What is the functional difference between LED’s and older bulbs?
Older light bulbs tended to work by passing a current through a tungsten wire filament that was too thin to handle it. This would make the filament glow brightly and under normal conditions, it would burn out very fast; as such light bulbs encase this filament inside a bubble of argon gas. This prevents the oxygen in the air from reaching the filament and allowing it to burn out. LED’s operate on a completely separate principle, as they utilise a process known as electroluminescence. As a Light Emitting Diode, LED’s only allow current to flow one way through them, and when they do there is a movement of electrons inside the device. This causes light to be emitted as a by-product of the process of recombination that takes place as the electrons move.
Given that the two different technologies are vastly different in their operating principles, their functional requirements are just as varied. This means that, whilst both require electricity to function, incandescent light bulbs are literally burning considerably more current to function. The difference is sizable as LED’s can be up to 80% more efficient than incandescent light bulbs, which is a pretty significant saving.
Due to the fairly aggressive and volatile nature of the process used to generate light in an incandescent light bulb, it should be no surprise that their life span is fairly limited. On average, incandescent bulbs will last between 1000 – 2000 hours of usage, whereas modern LED equivalents can last up to 50,000 hours. To give this some context, and depending on usage, this can mean the difference between a lifespan of roughly 2 – 5 years and 15 – 20 years respectively. Clearly a huge difference.

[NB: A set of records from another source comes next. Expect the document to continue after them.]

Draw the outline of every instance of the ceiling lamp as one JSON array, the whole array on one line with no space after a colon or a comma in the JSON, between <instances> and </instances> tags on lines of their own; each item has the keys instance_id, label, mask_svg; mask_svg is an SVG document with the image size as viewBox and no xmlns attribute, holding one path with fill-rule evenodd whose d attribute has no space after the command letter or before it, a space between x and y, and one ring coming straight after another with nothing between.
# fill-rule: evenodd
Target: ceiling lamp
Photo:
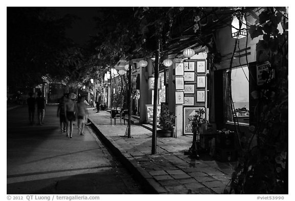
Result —
<instances>
[{"instance_id":1,"label":"ceiling lamp","mask_svg":"<svg viewBox=\"0 0 295 201\"><path fill-rule=\"evenodd\" d=\"M124 69L125 69L126 71L128 71L129 70L129 64L125 65L124 66Z\"/></svg>"},{"instance_id":2,"label":"ceiling lamp","mask_svg":"<svg viewBox=\"0 0 295 201\"><path fill-rule=\"evenodd\" d=\"M187 48L183 50L182 54L183 56L189 59L191 57L195 55L195 51L191 48Z\"/></svg>"},{"instance_id":3,"label":"ceiling lamp","mask_svg":"<svg viewBox=\"0 0 295 201\"><path fill-rule=\"evenodd\" d=\"M140 67L145 67L148 65L148 61L144 60L141 60L139 61L139 65Z\"/></svg>"},{"instance_id":4,"label":"ceiling lamp","mask_svg":"<svg viewBox=\"0 0 295 201\"><path fill-rule=\"evenodd\" d=\"M247 36L246 20L243 13L238 12L233 16L231 37L238 39Z\"/></svg>"},{"instance_id":5,"label":"ceiling lamp","mask_svg":"<svg viewBox=\"0 0 295 201\"><path fill-rule=\"evenodd\" d=\"M166 67L170 66L170 65L172 65L172 60L171 59L165 59L163 61L163 64Z\"/></svg>"},{"instance_id":6,"label":"ceiling lamp","mask_svg":"<svg viewBox=\"0 0 295 201\"><path fill-rule=\"evenodd\" d=\"M123 70L119 70L119 72L118 72L118 73L119 74L119 75L124 75L125 72L126 71L124 71Z\"/></svg>"}]
</instances>

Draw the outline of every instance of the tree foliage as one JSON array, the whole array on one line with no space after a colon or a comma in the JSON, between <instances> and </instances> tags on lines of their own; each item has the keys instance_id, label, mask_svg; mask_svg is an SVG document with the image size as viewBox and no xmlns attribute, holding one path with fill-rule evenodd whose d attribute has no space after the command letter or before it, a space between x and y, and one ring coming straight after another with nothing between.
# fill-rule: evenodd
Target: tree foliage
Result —
<instances>
[{"instance_id":1,"label":"tree foliage","mask_svg":"<svg viewBox=\"0 0 295 201\"><path fill-rule=\"evenodd\" d=\"M288 193L287 13L285 8L267 7L259 17L249 32L252 38L263 35L257 45L257 62L270 65L263 75L265 84L251 92L258 102L257 122L249 127L253 136L233 173L231 190L237 194ZM283 32L279 31L280 24ZM257 145L250 148L255 137Z\"/></svg>"}]
</instances>

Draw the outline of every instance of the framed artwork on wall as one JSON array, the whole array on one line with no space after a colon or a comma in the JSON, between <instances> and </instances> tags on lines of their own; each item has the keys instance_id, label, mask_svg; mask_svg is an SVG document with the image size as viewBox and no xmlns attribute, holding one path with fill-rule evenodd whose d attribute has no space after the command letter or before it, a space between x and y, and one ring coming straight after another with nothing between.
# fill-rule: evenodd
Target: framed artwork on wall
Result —
<instances>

Not only does the efficiency result in using less power, the lower need for replacement bulbs also means that less waste is being produced. Both of these factors are key environmental concerns, but there is also another environmental benefit to using LED’s. The disposal of incandescent and halogen light bulbs is far more wasteful as they cannot be recycled by any practical means and as such often end up in landfills. LED’s are made from plastics and other materials that can be readily recycled, making them a far cleaner and more environmentally friendly option. So not only do LED lights save you money, they last longer and provide numerous environmental benefits as well, making it quite tricky to find a reason not to upgrade.